This is part of a series I started in March 2008 - you may want to go back and look at older parts if you're new to this series.
First of all, here's the biggest reason I've been so excrutiatingly slow with getting this part together (at least that's my story, I guess I've had other things on my plate too...):
Tristan is 13 months now, and a real menace to my laptop (pulling off keys and drooling on the screen) and anything else within reach, and a real attention seeker...
So, whenever I'm slow at posting a new part, I'll blame him. I have no part in the delays at all, of course. None. I'm completely faultless...
For starters, here's the commit that covers most of this
To support define_method
we need to support blocks with arguments.
Really, full closures.
If you haven't already, you should read my post on closures
We want this:
define_method(:foo) do |a,b|
# Do something with a,b
end
to be mostly equivalent to:
def foo a,b
# Do something with a,b
end
For our attr_*
implementation we actually want more:
def attr_reader sym
define_method sym do
%s(ivar self sym) # FIXME: Create the "ivar" s-exp directive.
end
end
(or, as it turns out, not really that, as I realize the above can
be simplified - if we have a lookup function to lookup the symbol
to instance var slot, we can just use our index
primitive to
get the address; we'll return to that, but the above is the current
state of attr_reader)
What that calls for is actually proper closures. One step harder.
There's the other issue that the above will be really inefficient. As in, requiring a hashtable lookup on every call inefficient, when we can statically determine the offset for any instance variable we know about at compile time. We'll get back to that at some point too, but if you've been following this series you know I care about getting things working first, efficient second.
For now attr_reader and friends still serve as a useful test case for basic closure support.

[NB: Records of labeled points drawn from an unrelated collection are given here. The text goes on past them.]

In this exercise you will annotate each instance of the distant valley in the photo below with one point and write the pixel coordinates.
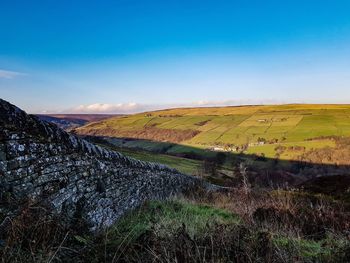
(71, 121)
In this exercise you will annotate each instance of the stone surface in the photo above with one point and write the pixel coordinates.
(40, 161)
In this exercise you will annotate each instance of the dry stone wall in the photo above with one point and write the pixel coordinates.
(42, 162)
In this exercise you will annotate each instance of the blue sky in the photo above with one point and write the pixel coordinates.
(128, 55)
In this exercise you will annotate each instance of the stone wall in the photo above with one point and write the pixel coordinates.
(40, 161)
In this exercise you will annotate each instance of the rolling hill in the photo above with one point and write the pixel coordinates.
(71, 121)
(279, 131)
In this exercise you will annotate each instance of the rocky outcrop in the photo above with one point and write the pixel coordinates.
(40, 161)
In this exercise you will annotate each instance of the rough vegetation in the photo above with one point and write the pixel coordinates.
(248, 129)
(42, 162)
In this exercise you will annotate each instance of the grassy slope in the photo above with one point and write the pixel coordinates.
(290, 124)
(184, 165)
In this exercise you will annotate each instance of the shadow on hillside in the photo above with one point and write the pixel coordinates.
(263, 171)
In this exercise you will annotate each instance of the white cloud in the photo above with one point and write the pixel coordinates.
(132, 107)
(109, 108)
(7, 74)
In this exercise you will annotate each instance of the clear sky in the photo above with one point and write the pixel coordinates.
(128, 55)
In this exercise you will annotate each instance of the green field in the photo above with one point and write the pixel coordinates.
(233, 129)
(184, 165)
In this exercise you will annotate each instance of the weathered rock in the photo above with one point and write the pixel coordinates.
(40, 161)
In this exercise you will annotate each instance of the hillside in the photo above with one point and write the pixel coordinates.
(282, 131)
(44, 163)
(71, 121)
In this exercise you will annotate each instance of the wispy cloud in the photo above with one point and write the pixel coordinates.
(129, 108)
(109, 108)
(7, 74)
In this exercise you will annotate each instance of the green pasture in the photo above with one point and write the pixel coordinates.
(291, 125)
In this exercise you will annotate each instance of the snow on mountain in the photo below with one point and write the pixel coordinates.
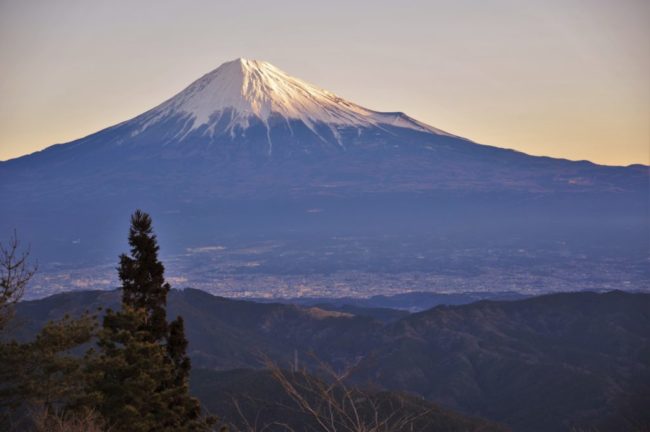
(242, 90)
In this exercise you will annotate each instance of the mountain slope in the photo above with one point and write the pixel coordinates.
(248, 151)
(547, 363)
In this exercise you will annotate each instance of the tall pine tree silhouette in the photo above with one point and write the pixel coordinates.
(142, 373)
(142, 276)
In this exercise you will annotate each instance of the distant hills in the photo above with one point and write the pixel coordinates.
(249, 152)
(547, 363)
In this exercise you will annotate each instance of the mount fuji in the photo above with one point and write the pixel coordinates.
(247, 150)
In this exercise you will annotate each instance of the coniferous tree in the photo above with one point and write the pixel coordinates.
(142, 374)
(142, 276)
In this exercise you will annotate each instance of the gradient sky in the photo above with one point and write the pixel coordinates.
(565, 78)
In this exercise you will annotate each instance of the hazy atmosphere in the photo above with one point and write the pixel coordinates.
(343, 216)
(560, 78)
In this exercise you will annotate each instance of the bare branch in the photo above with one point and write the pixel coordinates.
(15, 273)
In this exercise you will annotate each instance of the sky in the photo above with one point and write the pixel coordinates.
(563, 78)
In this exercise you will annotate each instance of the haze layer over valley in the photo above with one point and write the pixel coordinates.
(263, 185)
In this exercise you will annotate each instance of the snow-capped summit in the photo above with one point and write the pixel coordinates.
(241, 92)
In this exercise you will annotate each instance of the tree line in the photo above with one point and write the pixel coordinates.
(131, 373)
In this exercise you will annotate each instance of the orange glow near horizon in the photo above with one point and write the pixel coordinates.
(558, 78)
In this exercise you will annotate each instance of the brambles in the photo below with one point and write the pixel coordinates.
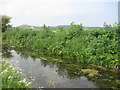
(5, 22)
(95, 46)
(11, 78)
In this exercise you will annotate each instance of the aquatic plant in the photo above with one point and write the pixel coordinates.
(12, 78)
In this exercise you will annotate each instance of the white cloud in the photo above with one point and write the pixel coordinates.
(42, 11)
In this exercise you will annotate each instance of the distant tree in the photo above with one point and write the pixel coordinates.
(5, 22)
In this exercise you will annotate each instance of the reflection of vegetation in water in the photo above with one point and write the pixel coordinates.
(102, 76)
(12, 78)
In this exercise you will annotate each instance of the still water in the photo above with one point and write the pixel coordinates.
(48, 71)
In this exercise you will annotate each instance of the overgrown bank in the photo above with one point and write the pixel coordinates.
(95, 46)
(12, 78)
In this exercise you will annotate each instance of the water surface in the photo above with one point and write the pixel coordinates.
(54, 72)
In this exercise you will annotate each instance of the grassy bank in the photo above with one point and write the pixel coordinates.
(12, 78)
(96, 46)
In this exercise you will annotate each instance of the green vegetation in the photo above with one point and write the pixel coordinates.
(12, 78)
(95, 45)
(5, 22)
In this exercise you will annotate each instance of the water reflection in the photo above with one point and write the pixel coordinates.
(47, 71)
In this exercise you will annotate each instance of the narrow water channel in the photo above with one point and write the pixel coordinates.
(52, 72)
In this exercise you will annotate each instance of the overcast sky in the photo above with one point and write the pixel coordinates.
(60, 12)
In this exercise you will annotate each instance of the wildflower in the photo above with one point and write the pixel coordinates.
(10, 77)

The first step towards closures is actually easy (we've already done
it). We have our :lambda
primitive that creates an anonymous function
(which isn't really anonymous, it's just that the name is quitely created
in the compiler and not accessible to the programmer).
But an anonymous function is only of relatively limited use if you can't bind variables to it - it's not much more than a function pointer in that case.
So how do we let "sym" hang around, and how do we take advantage of that
for define_method
?
First, let us consider how you can call a lambda
in Ruby:
yield
Proc#call
We could implement Proc#call
via yield
by passing the block as an argument to
a method, if we wanted to, but that would probably be more inefficient than
implementing both in terms of a primitive.
But this means those are the only things that has to explicitly know how to deal with the environment.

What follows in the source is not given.